I don’t care how careful HR is and how well prepared they are. I don’t care what the template and tools are you are given to follow. The fact of the matter is that at least once a year and, ostensibly, four to six times a year, you are sat down and are told to quantify, in a variety of ways, the working worth of the people around you. And they are told to do the same about you. It sucks.

It’s horrifying and necessary. This process is meant to weed out the freeloaders, the bad seeds, Those Who Do Not Fit for a better word. As a manager I dreaded reviews (because as much as everyone says they want to lead a team of rock stars, guess what happens when you actually do? Now you have to rate rock stars. Which means only a few rock stars can be the rock stars of rock stars. Talk about splitting hairs.) As an employee I dread reviews (because as hot shit as I can think I am — and sometimes I really am — like any teenager staring in the mirror there are a load more times where I wasn’t even a lukewarm fart).

That more companies are moving to a system where this is not technically quantified in numbers — e.g., as a manager I would not say “Jane” is a “3” on a scale of 1-5 (for, you see, historically Janes and Jons were appalled at being reduced to a number)–means that this gets harder, not easier. How do I tell you that you are doing “pretty good” but not “really good” and so you only get a mediocre raise? How do I tell you I had to compare you to the guy who came in under-leveled — in some cases by 3 levels — because of someone ELSE’s hiring error, that has nothing to do with you? I don’t.
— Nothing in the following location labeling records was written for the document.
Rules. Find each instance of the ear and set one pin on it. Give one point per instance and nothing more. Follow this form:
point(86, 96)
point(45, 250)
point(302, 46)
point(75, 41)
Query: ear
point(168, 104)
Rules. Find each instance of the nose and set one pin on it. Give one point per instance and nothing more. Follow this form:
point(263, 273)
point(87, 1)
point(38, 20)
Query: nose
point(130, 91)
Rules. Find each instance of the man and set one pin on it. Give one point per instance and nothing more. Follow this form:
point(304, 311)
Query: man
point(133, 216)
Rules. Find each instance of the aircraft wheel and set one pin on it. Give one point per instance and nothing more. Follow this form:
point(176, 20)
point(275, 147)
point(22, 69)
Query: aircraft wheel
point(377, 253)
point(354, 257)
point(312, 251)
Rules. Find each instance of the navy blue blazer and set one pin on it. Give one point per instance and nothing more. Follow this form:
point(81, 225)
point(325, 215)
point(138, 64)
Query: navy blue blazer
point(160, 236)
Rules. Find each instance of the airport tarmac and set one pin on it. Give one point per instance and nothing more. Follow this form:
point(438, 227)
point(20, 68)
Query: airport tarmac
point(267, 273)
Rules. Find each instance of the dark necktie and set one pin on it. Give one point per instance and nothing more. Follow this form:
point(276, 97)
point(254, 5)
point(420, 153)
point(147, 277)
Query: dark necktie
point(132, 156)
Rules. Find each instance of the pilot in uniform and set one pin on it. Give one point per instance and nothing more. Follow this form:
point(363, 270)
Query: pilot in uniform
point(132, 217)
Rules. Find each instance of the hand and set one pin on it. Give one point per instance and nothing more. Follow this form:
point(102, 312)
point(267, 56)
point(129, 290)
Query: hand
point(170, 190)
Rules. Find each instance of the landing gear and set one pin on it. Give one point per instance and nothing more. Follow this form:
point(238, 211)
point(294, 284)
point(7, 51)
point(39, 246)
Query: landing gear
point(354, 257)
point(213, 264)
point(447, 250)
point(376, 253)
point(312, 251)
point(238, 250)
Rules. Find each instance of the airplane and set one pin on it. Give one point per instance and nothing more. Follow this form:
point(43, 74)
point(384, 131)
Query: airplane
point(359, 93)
I just tell you where you fell on the curve.

One of my favorite memes is the one that is attributed to Kurt Vonnegut but wasn’t — and was later imparted by Baz Luhrman on “Wear Sunscreen” — tells you that the race is long, and in the end, it’s only against yourself. If there were some way to measure one’s improvement against oneself, and then weight that within reasonableness (because frankly, I can have a deliberately shit year and then bust my ass for an easy “improvement” rank), that would be better.

Interesting point of fact though: we hold our kids to numbers.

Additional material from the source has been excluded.